Tingginya off-odor fishy pada daging dari ternak-ternak yang diberi ransum tanpa suplementasi antioksidan (kontrol, E0) diduga karena proses oksidasi terhadap asam-asam lemak tubuh berjalan langsung tanpa terhambat, menyebabkan banyak volatil yang terbentuk. Dengan tidak terdapatnya antioksidan, asam-asam lemak tubuh itik yang banyak terdiri atas asam-asam lemak ganda tidak jenuh akan dengan mudah teroksidasi. Pendegradasian asam-asam lemak tidak jenuh ganda ini menjadi sumber pembentukan off-odor fishy (McGorrin 2002). Indikasi ini dapat dijelaskan melalui hasil percobaan pertama, yang memperlihatkan bahwa ternak itik yang tidak diberi suplementasi

lemak, memiliki kandungan fishy yang cukup kuat. Dengan demikian dapat diduga bahwa selain dipengaruhi makanan, secara genetik itik cihateup memiliki potensi menghasilkan daging yang ber- off-odor.

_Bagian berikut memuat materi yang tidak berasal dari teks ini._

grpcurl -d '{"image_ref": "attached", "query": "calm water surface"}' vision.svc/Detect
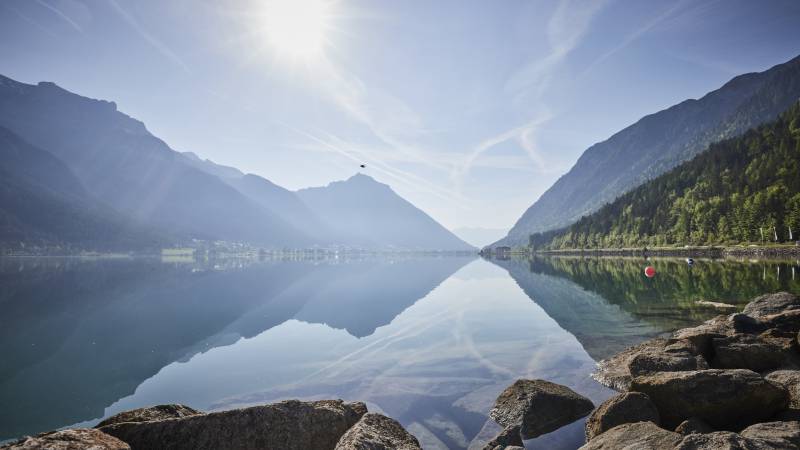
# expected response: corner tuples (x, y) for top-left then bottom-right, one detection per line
(0, 257), (800, 449)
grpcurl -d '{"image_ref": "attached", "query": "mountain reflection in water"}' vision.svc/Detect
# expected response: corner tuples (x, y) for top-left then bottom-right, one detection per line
(0, 256), (800, 448)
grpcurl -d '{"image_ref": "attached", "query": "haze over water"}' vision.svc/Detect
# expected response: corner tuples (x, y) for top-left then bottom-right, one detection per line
(0, 256), (800, 449)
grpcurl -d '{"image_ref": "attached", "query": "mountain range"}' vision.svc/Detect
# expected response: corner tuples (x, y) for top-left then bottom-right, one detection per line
(493, 57), (800, 250)
(0, 76), (472, 250)
(530, 102), (800, 249)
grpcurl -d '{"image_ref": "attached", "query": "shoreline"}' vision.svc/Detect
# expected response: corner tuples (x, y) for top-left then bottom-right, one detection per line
(533, 245), (800, 259)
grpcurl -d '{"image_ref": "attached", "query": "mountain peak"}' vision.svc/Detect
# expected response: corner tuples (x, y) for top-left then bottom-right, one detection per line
(345, 172), (383, 184)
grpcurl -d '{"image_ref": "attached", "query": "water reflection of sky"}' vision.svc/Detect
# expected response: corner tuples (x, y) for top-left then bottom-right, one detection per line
(97, 261), (608, 448)
(0, 257), (800, 449)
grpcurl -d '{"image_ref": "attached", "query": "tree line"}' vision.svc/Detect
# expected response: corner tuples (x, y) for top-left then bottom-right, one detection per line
(530, 102), (800, 249)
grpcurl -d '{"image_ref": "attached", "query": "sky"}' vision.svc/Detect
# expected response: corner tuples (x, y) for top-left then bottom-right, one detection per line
(0, 0), (800, 229)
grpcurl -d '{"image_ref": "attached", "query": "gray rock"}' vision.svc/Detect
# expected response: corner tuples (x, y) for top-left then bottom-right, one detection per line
(586, 392), (661, 441)
(483, 427), (525, 450)
(95, 404), (203, 428)
(764, 370), (800, 409)
(712, 334), (788, 372)
(336, 413), (421, 450)
(675, 417), (716, 436)
(675, 431), (797, 450)
(490, 380), (594, 439)
(592, 338), (667, 392)
(759, 309), (800, 333)
(581, 422), (683, 450)
(742, 292), (800, 318)
(670, 316), (736, 357)
(628, 352), (708, 377)
(730, 313), (767, 333)
(101, 400), (367, 450)
(631, 369), (789, 430)
(741, 421), (800, 447)
(0, 428), (131, 450)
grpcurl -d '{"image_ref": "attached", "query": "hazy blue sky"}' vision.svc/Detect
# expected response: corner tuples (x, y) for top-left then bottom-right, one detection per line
(0, 0), (800, 228)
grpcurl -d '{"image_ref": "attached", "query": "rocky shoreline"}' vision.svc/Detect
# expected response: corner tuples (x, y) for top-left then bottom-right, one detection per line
(583, 292), (800, 450)
(536, 245), (800, 259)
(0, 400), (421, 450)
(7, 292), (800, 450)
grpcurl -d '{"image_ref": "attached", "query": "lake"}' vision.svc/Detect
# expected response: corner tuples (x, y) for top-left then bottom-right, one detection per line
(0, 256), (800, 449)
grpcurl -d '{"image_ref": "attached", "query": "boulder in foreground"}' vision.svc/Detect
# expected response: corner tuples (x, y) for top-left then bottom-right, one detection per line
(675, 431), (797, 450)
(100, 400), (367, 450)
(764, 370), (800, 408)
(586, 392), (661, 441)
(581, 422), (683, 450)
(742, 292), (800, 319)
(483, 427), (525, 450)
(336, 413), (421, 450)
(95, 404), (203, 428)
(490, 380), (594, 439)
(631, 369), (789, 430)
(0, 428), (131, 450)
(675, 417), (716, 436)
(741, 421), (800, 447)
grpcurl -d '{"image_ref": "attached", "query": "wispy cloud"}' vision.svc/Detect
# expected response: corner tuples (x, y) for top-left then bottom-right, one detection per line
(108, 0), (190, 73)
(451, 0), (606, 192)
(581, 0), (690, 76)
(282, 119), (465, 205)
(0, 3), (58, 38)
(505, 0), (606, 103)
(36, 0), (83, 34)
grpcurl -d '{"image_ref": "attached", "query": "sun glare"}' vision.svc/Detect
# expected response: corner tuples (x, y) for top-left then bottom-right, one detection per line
(264, 0), (332, 62)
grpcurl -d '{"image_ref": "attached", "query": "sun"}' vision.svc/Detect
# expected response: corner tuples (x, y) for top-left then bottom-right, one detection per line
(264, 0), (333, 62)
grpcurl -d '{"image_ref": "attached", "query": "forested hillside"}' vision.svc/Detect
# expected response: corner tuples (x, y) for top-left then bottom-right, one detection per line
(530, 103), (800, 249)
(498, 57), (800, 250)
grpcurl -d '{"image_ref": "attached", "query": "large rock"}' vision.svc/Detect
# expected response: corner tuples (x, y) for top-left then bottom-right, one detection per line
(0, 428), (131, 450)
(490, 380), (594, 439)
(675, 417), (716, 436)
(764, 370), (800, 409)
(741, 421), (800, 447)
(581, 422), (683, 450)
(592, 338), (667, 392)
(759, 309), (800, 333)
(712, 334), (786, 372)
(631, 369), (789, 430)
(628, 352), (708, 377)
(483, 427), (525, 450)
(592, 334), (712, 391)
(586, 392), (661, 441)
(668, 315), (736, 357)
(100, 400), (367, 450)
(336, 413), (421, 450)
(675, 431), (797, 450)
(742, 292), (800, 318)
(95, 404), (203, 428)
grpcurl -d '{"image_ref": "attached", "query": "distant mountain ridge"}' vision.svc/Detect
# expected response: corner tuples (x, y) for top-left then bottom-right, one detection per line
(531, 102), (800, 249)
(297, 173), (474, 250)
(494, 57), (800, 245)
(0, 75), (472, 250)
(0, 127), (167, 250)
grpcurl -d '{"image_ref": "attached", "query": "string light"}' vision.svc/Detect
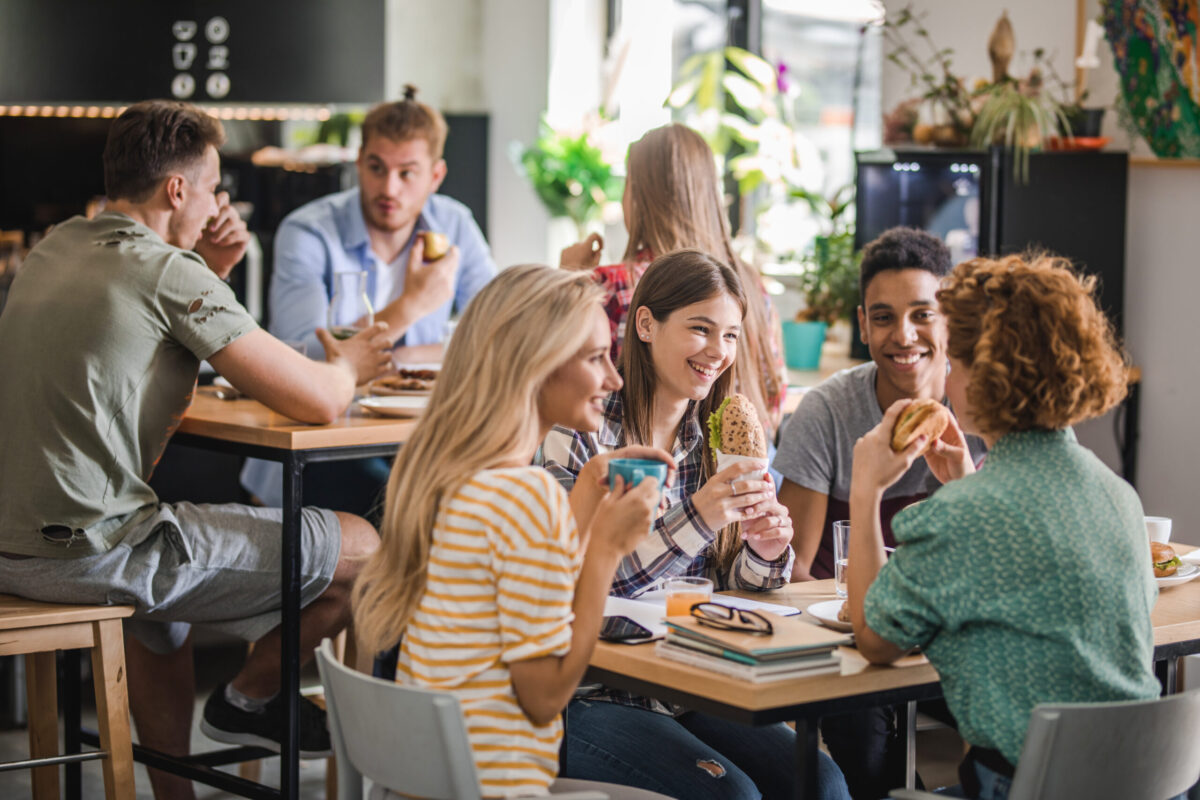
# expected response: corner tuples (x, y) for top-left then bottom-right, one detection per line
(0, 104), (334, 122)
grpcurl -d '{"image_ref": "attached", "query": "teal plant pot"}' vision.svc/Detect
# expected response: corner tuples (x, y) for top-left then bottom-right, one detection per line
(784, 321), (828, 369)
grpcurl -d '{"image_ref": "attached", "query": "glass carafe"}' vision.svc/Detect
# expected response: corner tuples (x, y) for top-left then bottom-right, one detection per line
(328, 270), (374, 339)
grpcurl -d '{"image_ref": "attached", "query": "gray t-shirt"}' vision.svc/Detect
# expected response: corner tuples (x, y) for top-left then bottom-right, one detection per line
(772, 361), (985, 578)
(0, 212), (258, 558)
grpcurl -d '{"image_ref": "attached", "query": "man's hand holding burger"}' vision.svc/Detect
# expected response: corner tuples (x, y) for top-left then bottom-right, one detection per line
(376, 235), (460, 342)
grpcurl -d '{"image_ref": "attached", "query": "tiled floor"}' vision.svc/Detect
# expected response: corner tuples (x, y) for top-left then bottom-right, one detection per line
(0, 648), (961, 800)
(0, 645), (325, 800)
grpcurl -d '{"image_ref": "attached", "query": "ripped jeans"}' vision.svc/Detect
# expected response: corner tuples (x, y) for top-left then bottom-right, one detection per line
(563, 698), (850, 800)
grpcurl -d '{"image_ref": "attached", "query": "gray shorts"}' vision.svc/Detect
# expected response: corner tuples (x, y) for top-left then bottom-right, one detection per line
(0, 503), (342, 652)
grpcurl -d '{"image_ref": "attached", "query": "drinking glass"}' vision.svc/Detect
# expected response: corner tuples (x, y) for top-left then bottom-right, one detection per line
(326, 270), (374, 339)
(833, 519), (850, 597)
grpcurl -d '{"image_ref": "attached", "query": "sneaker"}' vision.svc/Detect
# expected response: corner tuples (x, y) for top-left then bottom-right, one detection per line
(200, 684), (334, 758)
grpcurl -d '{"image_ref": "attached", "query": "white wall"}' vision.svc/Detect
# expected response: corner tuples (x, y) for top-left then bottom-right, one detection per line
(883, 0), (1200, 545)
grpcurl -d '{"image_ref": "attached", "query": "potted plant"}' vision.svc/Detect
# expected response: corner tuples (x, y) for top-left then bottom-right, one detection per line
(784, 185), (862, 369)
(884, 8), (1072, 184)
(514, 119), (624, 241)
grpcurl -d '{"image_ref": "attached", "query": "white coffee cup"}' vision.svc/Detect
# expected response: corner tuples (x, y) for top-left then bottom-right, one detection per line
(1146, 517), (1171, 545)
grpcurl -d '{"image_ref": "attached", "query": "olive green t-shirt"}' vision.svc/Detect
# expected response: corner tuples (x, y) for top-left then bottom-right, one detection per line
(0, 212), (258, 558)
(865, 431), (1159, 764)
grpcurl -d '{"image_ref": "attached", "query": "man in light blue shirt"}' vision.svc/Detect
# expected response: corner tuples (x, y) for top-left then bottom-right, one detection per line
(241, 86), (496, 513)
(269, 88), (496, 355)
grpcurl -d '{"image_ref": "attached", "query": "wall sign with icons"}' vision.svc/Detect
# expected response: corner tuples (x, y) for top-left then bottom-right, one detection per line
(170, 17), (232, 100)
(0, 0), (386, 104)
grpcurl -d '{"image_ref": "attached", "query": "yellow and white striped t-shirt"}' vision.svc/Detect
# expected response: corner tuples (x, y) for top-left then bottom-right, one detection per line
(397, 467), (581, 796)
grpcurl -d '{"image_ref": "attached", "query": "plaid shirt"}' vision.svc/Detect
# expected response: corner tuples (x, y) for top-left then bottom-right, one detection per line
(538, 392), (794, 715)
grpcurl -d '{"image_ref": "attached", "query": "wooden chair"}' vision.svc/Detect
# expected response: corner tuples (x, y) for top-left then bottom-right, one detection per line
(0, 595), (134, 800)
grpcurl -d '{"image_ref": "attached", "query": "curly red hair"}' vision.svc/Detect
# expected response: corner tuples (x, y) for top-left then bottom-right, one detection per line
(937, 254), (1128, 435)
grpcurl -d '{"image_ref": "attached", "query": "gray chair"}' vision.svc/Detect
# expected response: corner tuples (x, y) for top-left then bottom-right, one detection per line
(317, 639), (608, 800)
(888, 691), (1200, 800)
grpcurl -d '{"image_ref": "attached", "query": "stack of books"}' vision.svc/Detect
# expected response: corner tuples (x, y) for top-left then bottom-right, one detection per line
(656, 612), (853, 684)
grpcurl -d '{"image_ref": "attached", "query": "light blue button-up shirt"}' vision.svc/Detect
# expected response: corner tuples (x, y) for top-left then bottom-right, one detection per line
(241, 187), (496, 507)
(269, 188), (496, 359)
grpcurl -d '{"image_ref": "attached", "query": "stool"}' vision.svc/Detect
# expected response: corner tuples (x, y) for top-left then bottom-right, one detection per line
(0, 595), (133, 800)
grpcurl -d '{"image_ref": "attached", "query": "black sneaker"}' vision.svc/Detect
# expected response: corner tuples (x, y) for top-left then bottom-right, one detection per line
(200, 684), (334, 758)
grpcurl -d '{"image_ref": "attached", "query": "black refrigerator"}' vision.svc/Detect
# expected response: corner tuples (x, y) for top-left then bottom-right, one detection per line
(854, 148), (1128, 335)
(852, 148), (1139, 483)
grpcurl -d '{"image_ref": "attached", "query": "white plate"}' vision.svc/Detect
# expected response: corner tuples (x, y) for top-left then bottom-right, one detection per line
(1154, 564), (1200, 589)
(359, 396), (430, 416)
(804, 600), (854, 633)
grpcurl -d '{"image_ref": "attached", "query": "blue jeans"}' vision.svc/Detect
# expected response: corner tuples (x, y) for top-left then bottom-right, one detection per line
(563, 699), (850, 800)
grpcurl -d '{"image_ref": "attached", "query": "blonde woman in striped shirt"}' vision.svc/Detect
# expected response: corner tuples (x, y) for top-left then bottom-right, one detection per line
(354, 266), (673, 799)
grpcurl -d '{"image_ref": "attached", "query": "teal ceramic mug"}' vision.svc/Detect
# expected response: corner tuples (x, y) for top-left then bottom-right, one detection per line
(608, 458), (667, 492)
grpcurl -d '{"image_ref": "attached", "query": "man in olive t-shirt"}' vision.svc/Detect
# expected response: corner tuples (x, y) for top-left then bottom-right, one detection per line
(0, 101), (389, 798)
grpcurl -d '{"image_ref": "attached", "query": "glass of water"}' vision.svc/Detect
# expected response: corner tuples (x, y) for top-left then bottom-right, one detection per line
(833, 519), (850, 597)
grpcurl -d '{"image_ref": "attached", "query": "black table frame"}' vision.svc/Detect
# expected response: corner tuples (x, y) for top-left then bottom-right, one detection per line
(61, 433), (401, 800)
(585, 639), (1200, 800)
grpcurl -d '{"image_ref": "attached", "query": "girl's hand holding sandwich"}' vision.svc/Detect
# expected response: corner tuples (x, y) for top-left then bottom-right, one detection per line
(850, 399), (929, 493)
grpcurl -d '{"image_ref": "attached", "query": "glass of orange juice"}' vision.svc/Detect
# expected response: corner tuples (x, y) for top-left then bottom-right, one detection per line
(664, 578), (713, 616)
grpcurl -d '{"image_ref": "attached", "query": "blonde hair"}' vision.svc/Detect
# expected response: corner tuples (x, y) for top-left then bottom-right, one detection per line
(937, 254), (1128, 435)
(624, 124), (784, 431)
(362, 84), (450, 161)
(352, 265), (604, 651)
(620, 249), (744, 575)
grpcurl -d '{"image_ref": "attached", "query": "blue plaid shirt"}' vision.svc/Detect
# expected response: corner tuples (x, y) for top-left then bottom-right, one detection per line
(536, 392), (794, 714)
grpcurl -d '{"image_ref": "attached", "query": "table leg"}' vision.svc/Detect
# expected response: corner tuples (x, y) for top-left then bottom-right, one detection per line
(280, 453), (305, 800)
(796, 718), (821, 800)
(59, 650), (83, 800)
(899, 700), (917, 789)
(1154, 656), (1180, 694)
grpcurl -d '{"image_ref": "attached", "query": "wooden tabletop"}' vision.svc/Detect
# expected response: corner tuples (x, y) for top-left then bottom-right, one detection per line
(592, 568), (1200, 711)
(178, 386), (416, 450)
(0, 595), (133, 631)
(1150, 543), (1200, 646)
(592, 581), (938, 711)
(178, 344), (443, 450)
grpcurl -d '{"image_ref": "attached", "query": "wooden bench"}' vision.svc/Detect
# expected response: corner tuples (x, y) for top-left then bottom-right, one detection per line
(0, 595), (134, 800)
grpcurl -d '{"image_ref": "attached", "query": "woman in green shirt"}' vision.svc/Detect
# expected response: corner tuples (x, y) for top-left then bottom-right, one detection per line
(848, 255), (1159, 800)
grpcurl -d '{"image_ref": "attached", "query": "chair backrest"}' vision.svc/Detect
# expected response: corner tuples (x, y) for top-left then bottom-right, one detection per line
(317, 639), (480, 800)
(1008, 691), (1200, 800)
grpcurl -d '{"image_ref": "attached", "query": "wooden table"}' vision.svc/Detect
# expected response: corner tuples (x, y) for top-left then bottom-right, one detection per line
(134, 388), (416, 800)
(588, 575), (1200, 798)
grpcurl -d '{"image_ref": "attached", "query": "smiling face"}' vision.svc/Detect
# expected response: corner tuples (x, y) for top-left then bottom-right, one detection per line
(858, 269), (946, 408)
(538, 305), (622, 432)
(356, 136), (446, 233)
(636, 291), (742, 401)
(167, 145), (221, 249)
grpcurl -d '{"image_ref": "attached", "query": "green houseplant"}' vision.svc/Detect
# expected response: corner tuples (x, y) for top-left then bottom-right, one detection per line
(784, 185), (862, 369)
(514, 119), (624, 240)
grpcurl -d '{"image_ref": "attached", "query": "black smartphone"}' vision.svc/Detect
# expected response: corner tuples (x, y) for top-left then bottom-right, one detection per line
(600, 616), (654, 642)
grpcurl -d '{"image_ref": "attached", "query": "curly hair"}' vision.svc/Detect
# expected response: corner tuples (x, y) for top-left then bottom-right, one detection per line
(858, 225), (953, 297)
(937, 254), (1128, 434)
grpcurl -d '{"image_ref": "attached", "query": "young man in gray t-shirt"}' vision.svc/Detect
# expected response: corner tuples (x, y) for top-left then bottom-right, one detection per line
(773, 228), (984, 800)
(773, 228), (983, 581)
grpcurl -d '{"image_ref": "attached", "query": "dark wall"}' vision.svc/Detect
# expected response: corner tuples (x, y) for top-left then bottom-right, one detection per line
(0, 0), (384, 103)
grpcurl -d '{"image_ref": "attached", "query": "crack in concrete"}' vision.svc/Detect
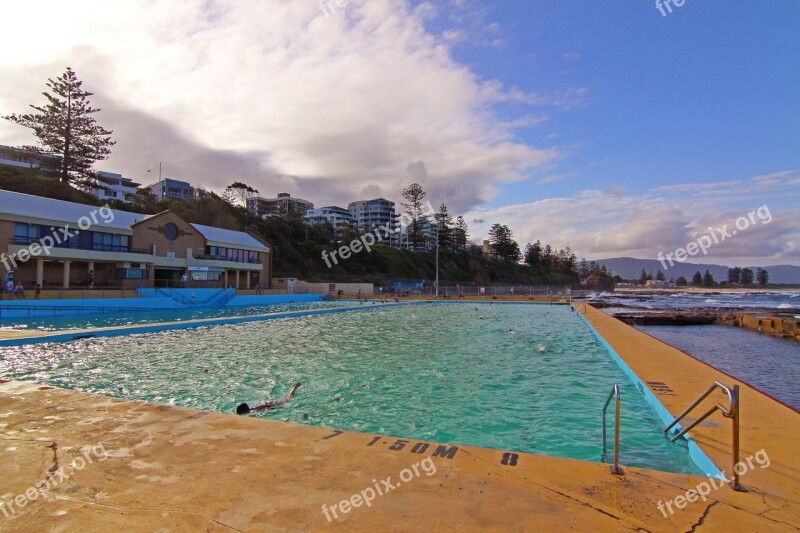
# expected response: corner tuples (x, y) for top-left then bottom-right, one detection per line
(686, 502), (719, 533)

Penggunaan antioksidan dengan pemberiannya melalui ransum lebih efektif dalam menghambat laju oksidasi lemak tubuh, hal ini karena dengan penambahan antioksidan ke dalam ransum, antioksidan tersebut sebelum masuk ke dalam tubuh, sudah terlebih dahulu bekerja mempertahankan stabilitas oksidatif dari ransum itu sendiri. Oleh karena itu ransum bersuplementasi antioksidan yang dikonsumsi oleh ternak merupakan ransum yang memiliki kandungan lemak yang lebih stabil.